Был самый конец июля. Обычным днем Иозеф после работы спустился из кабинета в столовую ко второму завтраку, развернул утреннюю газету и шутливо сказал, намазывая икрой бутерброд, что ж, Ниночка, как всегда, все в мире начинается с сербов…
И его интуиция спала€. И ему, европейцу, ничто не подсказало, что это – начало конца. И что в Европе России больше уж никогда не состоять. И вокруг никто не верил, что пришли давно предсказанные юродивыми и провидцами тяжкие времена, разве что Борис. Но тот скептик, скептик… Слишком уж никому не хотелось верить в худшее.
Никому не хотелось, и никто не знал да и знать не хотел, что это пришла The Great War.
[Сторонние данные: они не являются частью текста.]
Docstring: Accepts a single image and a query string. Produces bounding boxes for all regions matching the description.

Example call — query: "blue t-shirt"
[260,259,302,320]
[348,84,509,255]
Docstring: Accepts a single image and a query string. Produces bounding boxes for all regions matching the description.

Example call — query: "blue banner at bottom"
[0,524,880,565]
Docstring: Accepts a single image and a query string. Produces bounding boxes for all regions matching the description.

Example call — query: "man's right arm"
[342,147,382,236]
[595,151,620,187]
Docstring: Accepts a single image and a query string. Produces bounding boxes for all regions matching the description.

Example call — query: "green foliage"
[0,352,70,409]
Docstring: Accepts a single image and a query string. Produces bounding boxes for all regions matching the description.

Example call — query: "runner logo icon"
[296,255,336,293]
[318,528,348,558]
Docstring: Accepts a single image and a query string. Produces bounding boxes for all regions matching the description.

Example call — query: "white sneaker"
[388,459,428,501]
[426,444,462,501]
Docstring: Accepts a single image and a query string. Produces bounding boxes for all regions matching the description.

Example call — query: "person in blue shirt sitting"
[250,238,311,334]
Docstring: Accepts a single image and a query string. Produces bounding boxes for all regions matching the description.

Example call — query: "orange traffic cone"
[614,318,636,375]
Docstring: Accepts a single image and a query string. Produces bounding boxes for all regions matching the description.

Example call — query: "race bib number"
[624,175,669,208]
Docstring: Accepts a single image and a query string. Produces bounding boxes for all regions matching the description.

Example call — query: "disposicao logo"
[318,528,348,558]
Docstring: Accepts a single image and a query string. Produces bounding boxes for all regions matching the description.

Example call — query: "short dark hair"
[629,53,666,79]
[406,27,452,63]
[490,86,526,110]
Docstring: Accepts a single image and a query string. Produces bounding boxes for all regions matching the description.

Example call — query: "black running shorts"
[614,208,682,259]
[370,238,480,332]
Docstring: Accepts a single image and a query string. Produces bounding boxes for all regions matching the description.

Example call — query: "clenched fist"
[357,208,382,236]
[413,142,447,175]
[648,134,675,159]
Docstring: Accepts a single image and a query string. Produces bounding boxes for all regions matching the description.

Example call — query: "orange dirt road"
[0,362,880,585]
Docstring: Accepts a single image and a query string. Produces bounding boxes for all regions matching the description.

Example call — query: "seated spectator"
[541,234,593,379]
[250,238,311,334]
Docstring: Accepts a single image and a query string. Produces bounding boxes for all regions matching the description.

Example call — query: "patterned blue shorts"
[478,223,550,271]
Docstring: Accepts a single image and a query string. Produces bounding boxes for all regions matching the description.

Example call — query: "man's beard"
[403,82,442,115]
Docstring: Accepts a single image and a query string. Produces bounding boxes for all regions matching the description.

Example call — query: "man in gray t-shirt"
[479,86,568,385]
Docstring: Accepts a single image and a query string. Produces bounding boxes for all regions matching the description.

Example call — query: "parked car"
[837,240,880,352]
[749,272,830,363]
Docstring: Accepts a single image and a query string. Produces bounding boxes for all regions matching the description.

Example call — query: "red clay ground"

И что продлится она почти пять лет. Что втянуты в нее окажутся десятки стран, вплоть до Кубы и Сиама. И что как результат этой войны перестанут существовать четыре империи. И мира, каким он был в том июле, тоже больше никогда не будет. И та цветущая полная сил жизнь, которой вместе со всей Европой жила тогда и Россия, тоже больше никогда-никогда не повторится.
Впрочем, и навалившаяся вдруг война на страну в Москве ничего, на взгляд, не переменила. Патриоты из Охотного ряда разгромили германское консульство, просвещенные гуляли на антинемецких сходках и митингах, целовались, как на Пасху, и на какое-то недолгое время забыли даже свой долг ненавидеть правительство. Уличные дамы с Петровского и Покровского бульваров тоже оказались патриотками, скидывали цены офицерам. Общество все пуще кутило с цыганами: еще больше перебили зеркал, дамы хохотали, и шампанское пенилось и лилось. Но чуткому уху слышна была в этом последнем карнавале истерическая нотка.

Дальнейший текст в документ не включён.